Hörsaal der Universität zu Köln: Deutschland wird als Studienland für Ausländer zunehmend attraktiv. Die Unternehmen müssen nachziehen.
Foto: Oliver Berg/ DPADie Schweizer haben den Anfang gemacht und gegen weitere "Massenzuwanderung" aus der EU abgestimmt. Dann folgte die Europawahl und 20 Prozent der Sitze gingen an Europakritiker - und "Europakritiker" ist fast immer auch ein Synonym für "Einwanderungsgegner".
Das gilt für die Front National in Frankreich genauso wie für Ukip in Großbritannien. Auch die Dänische Volkspartei, die österreichische FPÖ und die ungarische Fidesz haben Probleme mit "zu viel Fremden" im Land. Und in Deutschland erzielte die Alternative für Deutschland einen Achtungserfolg, obwohl sie nach dem Dafürhalten vieler Beobachter von Rechtspopulisten unterwandert ist.
Die vox populi scheint in ganz Europa "Ausländer raus!" zu brüllen - was in krassen Widerspruch zu dem steht, was die Wirtschaft treibt. Der französische Autohersteller Peugeot hat eine Allianz mit Nissan in Japan, Großbritanniens Ikone Mini wird von BMW gebaut, Jaguar und Land Rover gehören der indischen Tata. Hochtief erwirtschaftet einen guten Teil des Gewinns mit der australischen Baugesellschaft Leighton, gehört aber selbst mittlerweile via ACS den Spaniern.
Britische Osterhasen der Marke Cadbury werden von Kraft gemacht, Maggi, das deutscheste aller Gewürze, gehört der Schweizerischen Nestlé, BP und Shell sind immer schon halb britisch, halb niederländisch, die HSBC hat ihre Wurzeln in China, und die Swiss wird längst von der Lufthansa gesteuert.
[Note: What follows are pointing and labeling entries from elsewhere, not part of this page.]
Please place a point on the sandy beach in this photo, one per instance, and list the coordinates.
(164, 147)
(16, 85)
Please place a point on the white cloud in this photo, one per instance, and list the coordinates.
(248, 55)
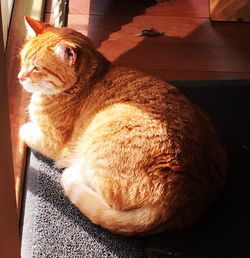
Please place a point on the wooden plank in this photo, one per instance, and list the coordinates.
(9, 244)
(230, 10)
(168, 75)
(173, 8)
(18, 97)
Kurz: Der europäische Wohlstand wird im Austausch mit der Welt geschaffen. Es gibt kaum noch einen Job, der nicht gefährdet wäre, würden die Grenzen in Europa über Nacht dicht gemacht, der Welthandel abgeschafft und Ausländer rausgeworfen.
Tragischerweise jedoch scheitern in ganz Europa Politiker der politischen Mitte an dem Job, der Bevölkerung zu erklären, dass ihr Wohlstand auch durch Immigranten geschaffen wird. Schlimmer noch, nach der Europawahl knicken die ersten Regierungen ein, aus lauter Angst, bald auch bei nationalen Wahlen an die Radikalen zu verlieren. In Großbritannien meldete die Presse bereits, dass arbeitslose EU-Bürger künftig nach sechs Monaten abgeschoben werden.
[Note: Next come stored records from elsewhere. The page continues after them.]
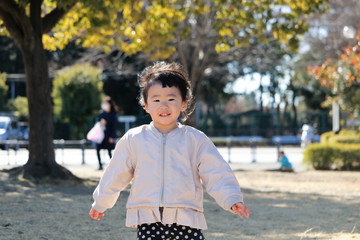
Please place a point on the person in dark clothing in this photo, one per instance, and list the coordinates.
(107, 119)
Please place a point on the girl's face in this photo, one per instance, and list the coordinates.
(164, 106)
(105, 106)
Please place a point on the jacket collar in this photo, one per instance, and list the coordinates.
(173, 132)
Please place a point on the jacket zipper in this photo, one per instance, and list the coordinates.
(162, 170)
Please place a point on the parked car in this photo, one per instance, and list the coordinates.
(9, 130)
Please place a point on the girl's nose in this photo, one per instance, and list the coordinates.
(164, 105)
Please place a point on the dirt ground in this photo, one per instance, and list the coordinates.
(306, 205)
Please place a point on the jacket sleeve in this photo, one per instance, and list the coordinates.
(217, 176)
(116, 177)
(113, 121)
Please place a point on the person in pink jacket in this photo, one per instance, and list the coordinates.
(168, 163)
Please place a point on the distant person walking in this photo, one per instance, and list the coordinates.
(108, 119)
(285, 164)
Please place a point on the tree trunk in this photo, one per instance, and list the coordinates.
(41, 161)
(28, 36)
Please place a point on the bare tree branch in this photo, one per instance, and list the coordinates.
(51, 19)
(12, 27)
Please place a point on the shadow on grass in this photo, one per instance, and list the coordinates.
(49, 211)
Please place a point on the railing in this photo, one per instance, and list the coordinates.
(58, 143)
(82, 144)
(249, 139)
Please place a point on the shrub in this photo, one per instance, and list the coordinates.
(319, 156)
(333, 156)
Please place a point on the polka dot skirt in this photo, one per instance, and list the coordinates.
(159, 231)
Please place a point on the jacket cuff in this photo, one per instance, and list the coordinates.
(231, 201)
(98, 208)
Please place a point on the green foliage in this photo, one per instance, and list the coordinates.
(319, 156)
(3, 91)
(341, 151)
(77, 97)
(20, 108)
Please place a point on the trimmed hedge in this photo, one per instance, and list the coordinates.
(333, 156)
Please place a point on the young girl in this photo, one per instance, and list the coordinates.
(167, 162)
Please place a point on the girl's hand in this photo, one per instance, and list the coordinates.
(95, 214)
(103, 122)
(240, 209)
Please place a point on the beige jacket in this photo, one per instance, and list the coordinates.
(166, 171)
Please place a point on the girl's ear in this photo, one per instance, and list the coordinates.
(146, 107)
(184, 105)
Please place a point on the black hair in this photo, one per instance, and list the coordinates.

Was dabei gerne vergessen wird: 53 Prozent der Aktien britischer Unternehmen sind im Besitz von Ausländern und entsprechend sieht es in den Führungsetagen aus: Schon vor vier Jahren ergab eine Untersuchung, dass ein Drittel der von Großbritanniens größten 100 Unternehmen einen Ausländer an der Spitze hatte. Würden die britischen Inseln sich wirklich von allem Ausländischem verabschieden, wären sie die Hälfte ihres Unternehmenskapitals und jeden dritten ihrer Topmanager los. Was das für den Wohlstand der Briten bedeuten könnte, zeigt das Beispiel der Schweiz.
Wie die Schweizer an die Franken kommen
Die Eidgenossen haben nämlich bislang vorgemacht, was ein kleines Land mit einer pragmatischen Einwanderungspolitik erreichen kann. Die Schweiz hat pro Kopf gesehen eines der höchsten Einkommen der Welt, eine enorme Anzahl von Weltkonzernen - von UBS, Credit Suisse und Zurich über Nestlé bis hin zu Roche und Novartis - und insgesamt einen Lebensstandard, der unübertroffen bleibt. Gleichzeitig kommen 45 Prozent der Topmanager aus dem Ausland. Ganz pragmatisch holen die Eidgenossen halt einen Fremden ins Land, wenn sie für einen Job keinen Schweizer finden können.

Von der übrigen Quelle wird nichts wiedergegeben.